Brian Swett, Boston’s chief climate officer, said in an interview that the city still hopes to apply to the program this year — but the extra wiggle room is necessary to “manage expectations.”
“We wanted to be appropriately conservative with the expectation of CRS coming into fruition for Boston residents and property owners to take advantage of,” he said. “When you submit information into FEMA, then the ball is in their court, and it’s about how quickly they want to respond, what types of follow up information that they want to ask for. And we just wanted to be what we think is appropriately conservative with our expectation of how smooth and short that process will be in terms of back and forth, even if we are working really hard to get all the information we believe is necessary in this calendar year.”
Still, tensions with the Trump administration and a stalemate in Washington over funding FEMA’s umbrella organization, the Department of Homeland Security, only came to the fore over the last year and don’t account for the failure to join CRS since 2021. Chris Osgood, director of Boston’s office of climate resilience, previously told CommonWealth Beacon that it’s taken time to build up the “internal capacity” needed to meet FEMA’s requirements, which include a review of all floodplain development along the city’s aging 47-mile coastline.
Ed Flynn, who represents the vulnerable Seaport district along with other coastal parts of South Boston on city council, said in a statement that it is “beyond disappointing” that the city is now pushing back its deadline for applying to join CRS “nine years after it was first promised” to 2030.
“With the ever increasing cost of living, it is critical that we take immediate action on certification to help avoid millions of dollars in premiums for residents and businesses within the flood map,” Flynn said.
The large volume of documentation that is required by FEMA can make it difficult for municipalities to join the program, floodplain experts and local officials have told CommonWealth Beacon. For flood insurance policyholders to receive a 5 percent discount on their premiums, for instance, communities need to maintain construction certificates for all buildings in the floodplain and disclose and address “repetitive loss” properties.

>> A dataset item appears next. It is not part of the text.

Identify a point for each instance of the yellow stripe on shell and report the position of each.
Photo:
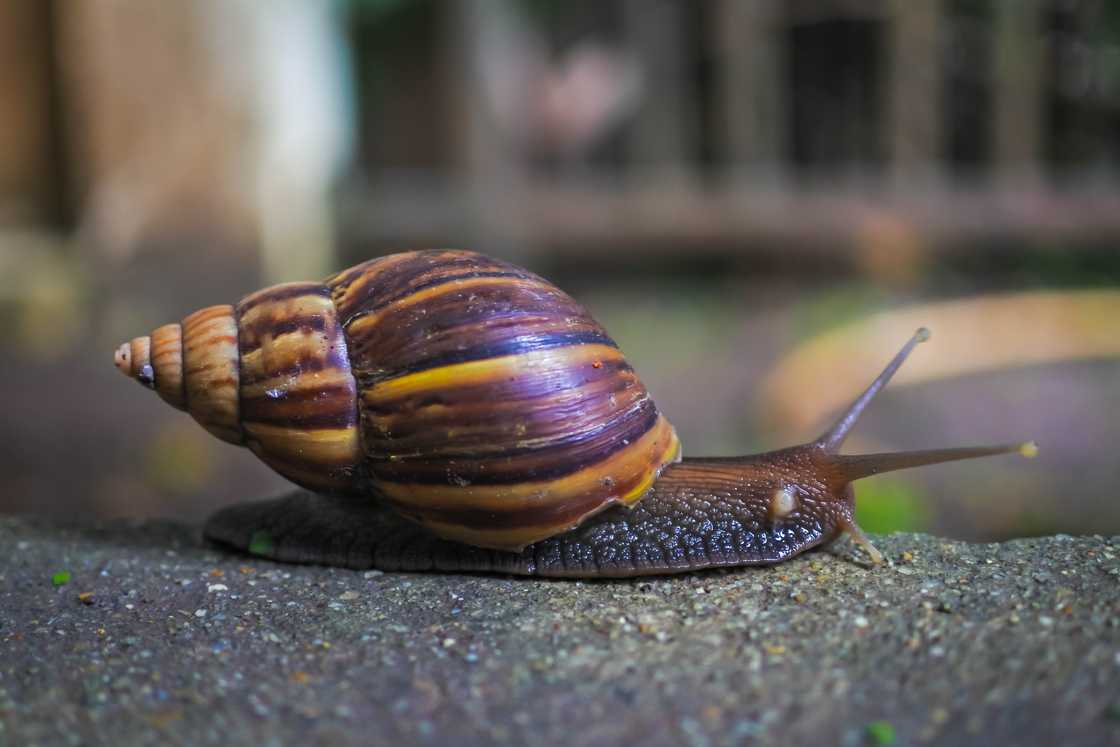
(487, 370)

Nationwide, only 1,700 communities have joined the program out of 22,600 municipalities that could participate. Coastal cities like Miami, San Diego, and Houston participate in CRS, along with others in New England like Portland, Maine, and New Haven, Connecticut.
Increasingly severe floods are threatening to put more financial strain on Massachusetts residents’ pockets. A recent report from Massachusetts insurance commissioner Michael Caljouw found that there was a 6.2 percent year-over-year increase in the number of flood insurance policyholders in the state between 2022 and 2023. And more than half of all such policyholders in Massachusetts are seeing an increase in their insurance costs after FEMA updated its pricing approach.
Bay Staters in 22 communities outside of Boston ranging from Quincy to Worcester to Provincetown are receiving flood insurance discounts because of their municipalities’ participation in CRS.
The new CRS deadline was nestled in Boston’s larger 2030 climate action plan released earlier this week, which aims to cut emissions in half by the end of the decade compared with 2005 levels.
That plan calls for fossil fuel-free public housing by 2030, requiring the city to purchase only electric vehicles going forward, studying congestion pricing to reduce the number of cars driving into Boston, and pursuing a maximum indoor air temperature standard.
Even amid federal climate rollbacks and fiscal and political challenges in the state — in addition to the need for collaboration with the utilities to achieve energy-related goals and Mayor Michelle Wu’s own reported pausing of transit projects — Swett said it was important to raise the bar for what the city should strive to achieve.
“I would argue it is no harder than where we were at in the late 1970s, early 1980s, looking at the dirtiest harbor in the world off our shorelines, and saying, ‘Can we even picture this being clean and fishable?’ And we set some big audacious goals then, and now we have one of the cleanest urban harbors and cleanest beaches in any city around the world,” Swett said. “This is not meant to be framed as easy. This is actually meant to be framed as highly motivational and to light a fire under folks.”